# 11. Concluding remarks

## 11.1 Conclusions

Generalised parsing is an important area of research. The incorporation of a GLR mode in GNU Bison, and the emergence of tools such as the Asf+Sdf Meta-Environment and Stratego/XT highlight the increasing practical importance of generalised parsing techniques. Unfortunately the generalised parsing algorithms used by such tools are still relatively inefficient. Although straightforward optimisations can significantly improve their performance, the literature lacks a comprehensive analysis of the different techniques, which hinders the understanding and improvement of existing approaches and hampers the development of new ideas.

This thesis advances the study of generalised parsing algorithms by providing the following contributions: a comprehensive, comparative analysis of generalised parsing techniques; a new tool, the Parser Animation Tool (PAT), which aids the understanding of the different techniques and can be used to compare their performance; and the BRNGLR algorithm, a new algorithm that displays cubic complexity in the worst case.

The theoretical treatment of the different generalised parsing techniques presented in this thesis is supported by the PAT. The implementation of the algorithms in PAT closely follows their theoretical description. In addition to graphically animating the algorithms' operation PAT collects statistical data which has been used to analyse their performance in Chapter 10. The main results of this work are as follows:

* Both variants of Farshi's algorithms perform poorly when compared to the other techniques.
* The performance of Farshi's algorithm is significantly improved by implementing the straightforward optimisation highlighted in Chapter 4.
* The RNGLR algorithm performs very well in comparison to all the other algorithms for all experiments.

* The BRNGLR algorithm performs an order of magnitude fewer edge visits than the RNGLR algorithm during a parse of a grammar which triggers worst case behaviour for both algorithms.
* The performance of the BRNGLR algorithm also compares very well to the RNGLR algorithm for the programming language parses.
* The performance of the RIGLR algorithm compares well to the BRNGLR and RNGLR algorithms. Additionally there is an order of magnitude reduction in the size of the structures constructed during a parse by the RIGLR algorithm when compared to the RNGLR and BRNGLR algorithms. Unfortunately the size of the RCA's for the programming language grammars is impractically large.

All of the tools which use a GLR parser that were inspected as part of this thesis implement the naive version of Farshi's algorithm. As the results in this thesis show, a significant improvement in performance can be achieved by making a relatively simple modification to this algorithm.

## 11.2 Future work

The contributions of this thesis advance the study of generalised parsing, but there are still several areas that can be significantly improved by further research. In the remainder of this chapter we briefly discuss some possibilities for future research in the field.

### Resolution of ambiguities

Theoretically speaking it is desirable for a generalised parser to produce all possible derivations of a parse, and the SPPF representation provides a relatively efficient structure to do this with.

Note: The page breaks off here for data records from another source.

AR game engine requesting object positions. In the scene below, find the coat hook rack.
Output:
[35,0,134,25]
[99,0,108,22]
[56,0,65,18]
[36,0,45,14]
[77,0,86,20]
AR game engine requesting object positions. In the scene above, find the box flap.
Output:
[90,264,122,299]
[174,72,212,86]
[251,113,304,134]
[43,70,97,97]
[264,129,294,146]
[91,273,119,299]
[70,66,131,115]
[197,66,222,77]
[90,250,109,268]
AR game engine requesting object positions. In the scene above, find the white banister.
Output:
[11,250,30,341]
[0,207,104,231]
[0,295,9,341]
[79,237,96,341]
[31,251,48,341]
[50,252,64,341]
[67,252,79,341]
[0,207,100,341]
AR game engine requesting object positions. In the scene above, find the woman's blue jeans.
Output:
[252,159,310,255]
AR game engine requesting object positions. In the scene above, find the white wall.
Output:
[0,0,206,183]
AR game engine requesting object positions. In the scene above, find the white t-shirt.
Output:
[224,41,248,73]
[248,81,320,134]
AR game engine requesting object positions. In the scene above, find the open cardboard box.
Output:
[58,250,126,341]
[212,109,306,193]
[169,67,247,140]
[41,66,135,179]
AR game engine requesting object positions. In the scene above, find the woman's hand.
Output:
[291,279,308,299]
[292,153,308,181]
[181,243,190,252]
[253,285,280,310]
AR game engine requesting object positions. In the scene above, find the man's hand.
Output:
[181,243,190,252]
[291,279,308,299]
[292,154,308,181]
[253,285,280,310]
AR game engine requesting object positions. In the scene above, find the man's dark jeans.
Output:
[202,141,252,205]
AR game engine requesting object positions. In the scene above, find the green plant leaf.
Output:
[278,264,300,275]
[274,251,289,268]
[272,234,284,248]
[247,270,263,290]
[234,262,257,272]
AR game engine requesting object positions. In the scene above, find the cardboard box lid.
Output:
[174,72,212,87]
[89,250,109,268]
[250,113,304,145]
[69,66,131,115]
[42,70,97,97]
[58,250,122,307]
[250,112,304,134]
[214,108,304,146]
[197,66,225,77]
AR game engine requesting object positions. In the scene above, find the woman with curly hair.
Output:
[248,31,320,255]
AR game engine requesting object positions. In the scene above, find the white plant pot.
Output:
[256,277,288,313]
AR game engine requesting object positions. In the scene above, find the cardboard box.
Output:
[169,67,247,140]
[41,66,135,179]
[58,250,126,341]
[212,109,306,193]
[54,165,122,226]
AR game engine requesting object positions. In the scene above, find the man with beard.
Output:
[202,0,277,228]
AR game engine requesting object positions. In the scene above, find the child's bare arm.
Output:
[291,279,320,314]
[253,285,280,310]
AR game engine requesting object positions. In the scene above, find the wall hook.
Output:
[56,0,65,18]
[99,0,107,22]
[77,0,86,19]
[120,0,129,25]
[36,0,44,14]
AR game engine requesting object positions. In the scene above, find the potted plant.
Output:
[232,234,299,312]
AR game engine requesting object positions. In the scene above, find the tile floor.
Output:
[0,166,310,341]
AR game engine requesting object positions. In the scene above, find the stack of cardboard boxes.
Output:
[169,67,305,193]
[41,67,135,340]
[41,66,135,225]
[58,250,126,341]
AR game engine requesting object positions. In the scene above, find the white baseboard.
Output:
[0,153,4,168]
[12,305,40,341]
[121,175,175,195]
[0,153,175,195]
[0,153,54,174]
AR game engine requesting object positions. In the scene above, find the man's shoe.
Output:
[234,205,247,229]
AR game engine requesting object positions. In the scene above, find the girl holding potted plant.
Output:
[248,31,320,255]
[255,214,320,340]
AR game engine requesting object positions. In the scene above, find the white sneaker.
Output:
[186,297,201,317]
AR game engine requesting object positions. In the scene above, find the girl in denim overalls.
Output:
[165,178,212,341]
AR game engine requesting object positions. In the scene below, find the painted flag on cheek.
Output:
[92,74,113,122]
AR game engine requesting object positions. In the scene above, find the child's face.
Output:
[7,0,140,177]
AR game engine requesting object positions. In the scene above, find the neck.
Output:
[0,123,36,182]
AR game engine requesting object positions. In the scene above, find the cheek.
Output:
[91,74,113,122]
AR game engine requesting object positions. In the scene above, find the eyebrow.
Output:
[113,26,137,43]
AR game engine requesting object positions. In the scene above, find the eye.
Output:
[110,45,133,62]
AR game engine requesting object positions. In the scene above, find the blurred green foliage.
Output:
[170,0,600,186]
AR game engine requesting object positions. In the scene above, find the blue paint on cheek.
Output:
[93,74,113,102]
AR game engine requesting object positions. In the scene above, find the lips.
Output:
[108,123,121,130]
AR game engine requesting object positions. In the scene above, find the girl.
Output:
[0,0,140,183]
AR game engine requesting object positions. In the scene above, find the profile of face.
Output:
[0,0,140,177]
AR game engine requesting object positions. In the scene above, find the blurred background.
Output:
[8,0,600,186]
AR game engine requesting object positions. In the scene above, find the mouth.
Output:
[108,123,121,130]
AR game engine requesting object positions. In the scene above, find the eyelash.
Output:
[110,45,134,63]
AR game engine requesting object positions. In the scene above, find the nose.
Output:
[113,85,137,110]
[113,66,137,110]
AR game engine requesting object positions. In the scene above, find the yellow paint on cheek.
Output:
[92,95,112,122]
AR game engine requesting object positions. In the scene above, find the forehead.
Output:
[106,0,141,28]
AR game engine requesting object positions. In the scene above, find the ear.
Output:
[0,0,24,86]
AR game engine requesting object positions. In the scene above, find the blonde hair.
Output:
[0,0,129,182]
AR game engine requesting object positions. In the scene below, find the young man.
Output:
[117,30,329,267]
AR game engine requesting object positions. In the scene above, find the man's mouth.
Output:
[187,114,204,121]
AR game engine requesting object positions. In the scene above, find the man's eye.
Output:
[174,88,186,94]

The problem, however, is that in practice most applications only want their parsers to output one derivation and extracting the desired parse tree from a forest is not usually straight forward. Ambiguities are often difficult to understand and modifying the grammar so as to remove them can result in more ambiguities being introduced and a less intuitive grammar.

New techniques need to be developed and incorporated into generalised parsers that simplify the selection of a single parse tree from a forest. The work done on disambiguation filtering [23] in scannerless GLR parsing is an interesting approach. The incorporation of such techniques in the existing GLR algorithms should not be difficult.

### Investigating the effect of the additional GSS nodes created by the BRNGLR algorithm

The theoretical analysis of the BRNGLR algorithm has shown that, in the worst case, it is asymptotically better than the existing GLR algorithms. Furthermore, the results in Chapter 10 indicate that it also performs well in practice. However, it would be interesting to investigate the actual runtime costs that are contributed by the additional nodes created in the GSS. Could the performance of the algorithm be improved in some cases by compromising its worst case complexity and only selectively creating additional nodes?

### Using the RIGLR algorithm to improve the performance of scannerless parsers

Scannerless (S)GLR parsers do not use a separate scanner to divide the input string into lexical tokens. Instead they incorporate the lexical analysis phase into the parser. Although this approach has its advantages, one of its main drawbacks is that it can be less efficient; "scanning with a finite automaton has a lower complexity than parsing with a stack" [20, p.36]. Perhaps the efficiency of SGLR parsers can be improved by partially incorporating the techniques developed for the RIGLR algorithm.

### Error reporting in GLR parsers

A common complaint against bottom-up parsing techniques in general, is what is considered to be their complicated error reporting. Deterministic bottom-up parsers such as Yacc often refer to parse table actions when a parse error is encountered. Although a considerable amount of research has been done on improving the error reporting for LR parsers, relatively little work has been done for GLR parsers.